Fatio—generally so birdlike-quick in his answers—allowed some moments to pass. "Your question is a bit vague. Gold is important to Alchemists," he allowed, "as comets are to astronomers. But there are some, of a vulgar turn of mind, who suppose that Alchemists are interested in gold only in the same sense as bankers are."

"C'est juste. Though there is a troublesome banker, not far from here, who seems to value it in both the monetary and the Alchemical sense." Leibniz, who until this point in the conversation had been the embodiment of good cheer, deflated as he was saying these words, as if he had been reminded of something very grave, and his eye strayed over to the outlandish red-leather book. This topic had had the same effect on his spirits as a handful of earth tossed into a fire. Again, Fatio allowed some moments to pass before he responded; for he was studying Leibniz carefully.

"I think I know who you mean," Fatio said finally.

"It is most curious," Leibniz said. "Perhaps you have heard some of the same stories concerning this as I have. The entire controversy, as I understand it, revolves around a belief that there is a particular sample of gold, whose precise whereabouts are unknown, but that possesses some properties that make it more valuable, to Alchemists, than ordinary gold. I would expect a banker to know better!"

"Do not make the error of believing that all gold is the same, Doctor."

"I thought Natural Philosophy had proved at least that much."

"Why, some would say it has proved the opposite!"

"Perhaps you have read something new in London or Paris that I have not seen yet?"

"Actually, Doctor, I was thinking of Isaac's Principia."

"I have read it," Leibniz said drily, "and do not recollect seeing anything about gold."

"And yet it is clear enough that two planets of equal size and composition will describe different trajectories through the heavens, depending on their distances from the sun."

"Of course—that is necessarily true, by the inverse-square law."

"Since the two planets themselves are equal in every way, how can this difference in their trajectories be accounted for, unless you enlarge your scope of observations to include the difference in their situations vis-à-vis the sun?"

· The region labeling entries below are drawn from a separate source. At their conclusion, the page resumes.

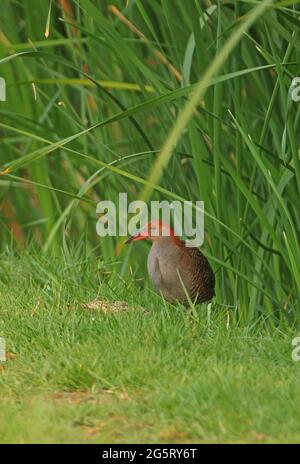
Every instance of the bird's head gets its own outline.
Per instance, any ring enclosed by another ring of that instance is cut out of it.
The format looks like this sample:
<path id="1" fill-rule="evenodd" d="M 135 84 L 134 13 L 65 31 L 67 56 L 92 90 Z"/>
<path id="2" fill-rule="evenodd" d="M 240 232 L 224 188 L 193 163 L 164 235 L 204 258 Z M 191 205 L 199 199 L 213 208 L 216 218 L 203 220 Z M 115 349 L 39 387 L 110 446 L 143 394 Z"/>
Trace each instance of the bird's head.
<path id="1" fill-rule="evenodd" d="M 138 240 L 161 240 L 162 237 L 173 237 L 174 240 L 178 239 L 175 236 L 173 229 L 163 221 L 155 220 L 145 224 L 135 235 L 129 237 L 125 244 L 137 242 Z"/>

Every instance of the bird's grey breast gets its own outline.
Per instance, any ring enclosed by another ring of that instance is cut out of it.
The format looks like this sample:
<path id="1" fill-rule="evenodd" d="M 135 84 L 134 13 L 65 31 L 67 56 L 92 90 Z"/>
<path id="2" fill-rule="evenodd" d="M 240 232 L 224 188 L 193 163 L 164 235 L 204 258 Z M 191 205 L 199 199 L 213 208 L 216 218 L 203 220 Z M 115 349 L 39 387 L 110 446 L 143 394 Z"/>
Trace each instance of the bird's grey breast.
<path id="1" fill-rule="evenodd" d="M 148 255 L 148 272 L 154 286 L 160 290 L 172 287 L 177 281 L 178 263 L 170 240 L 154 242 Z"/>

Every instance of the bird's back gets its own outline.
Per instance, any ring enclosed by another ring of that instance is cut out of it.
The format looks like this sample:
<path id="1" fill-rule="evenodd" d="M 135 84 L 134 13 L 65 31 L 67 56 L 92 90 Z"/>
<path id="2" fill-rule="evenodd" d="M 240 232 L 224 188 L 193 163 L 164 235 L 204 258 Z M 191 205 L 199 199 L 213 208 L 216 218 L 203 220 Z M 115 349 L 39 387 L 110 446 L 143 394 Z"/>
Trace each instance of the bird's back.
<path id="1" fill-rule="evenodd" d="M 174 237 L 153 243 L 148 272 L 156 290 L 171 303 L 202 303 L 214 296 L 215 277 L 207 258 Z"/>

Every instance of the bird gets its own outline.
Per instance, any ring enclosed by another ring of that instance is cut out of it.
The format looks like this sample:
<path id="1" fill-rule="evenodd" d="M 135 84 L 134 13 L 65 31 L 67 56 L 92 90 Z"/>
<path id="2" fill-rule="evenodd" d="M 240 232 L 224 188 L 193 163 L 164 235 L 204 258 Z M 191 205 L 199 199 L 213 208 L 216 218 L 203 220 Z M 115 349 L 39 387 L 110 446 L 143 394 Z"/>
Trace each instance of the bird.
<path id="1" fill-rule="evenodd" d="M 184 306 L 210 301 L 215 295 L 215 276 L 198 248 L 187 246 L 161 220 L 145 224 L 125 244 L 151 240 L 147 268 L 155 290 L 169 303 Z"/>

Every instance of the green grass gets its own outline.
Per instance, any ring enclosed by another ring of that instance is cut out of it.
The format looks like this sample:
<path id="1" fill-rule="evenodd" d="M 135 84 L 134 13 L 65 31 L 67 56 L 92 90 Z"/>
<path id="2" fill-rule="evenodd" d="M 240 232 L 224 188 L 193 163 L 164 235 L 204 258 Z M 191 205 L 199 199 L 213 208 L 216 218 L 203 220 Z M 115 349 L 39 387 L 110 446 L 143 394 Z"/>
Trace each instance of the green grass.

"Monsieur Fatio, a cornerstone of my philosophy is the identity of indiscernibles. Simply put, if A cannot be discerned from B, then A and B are the same object. In the situation you have described, the two planets are indiscernible from each other, which means that they ought to be identical. This includes having identical trajectories. Since they are obviously not identical, in that their trajectories differ, it follows that they must in some way be discernible from each other. Newton discerns them by assigning them differing positions in space, and then presuming that space is somehow pervaded by a mysterious presence that accounts for the inverse-square force. That is, he discerns one from the other by appealing to a sort of mysterious external quality of space…"

"You sound like Huygens!" Fatio snapped, suddenly annoyed. "I might as well have stayed in the Hague."

"I am sorry if the tendency of me and Huygens to agree causes you grief."

"You may agree with each other all you like. But why will you not agree with Isaac? Can you not perceive the magnificence of what he has achieved?"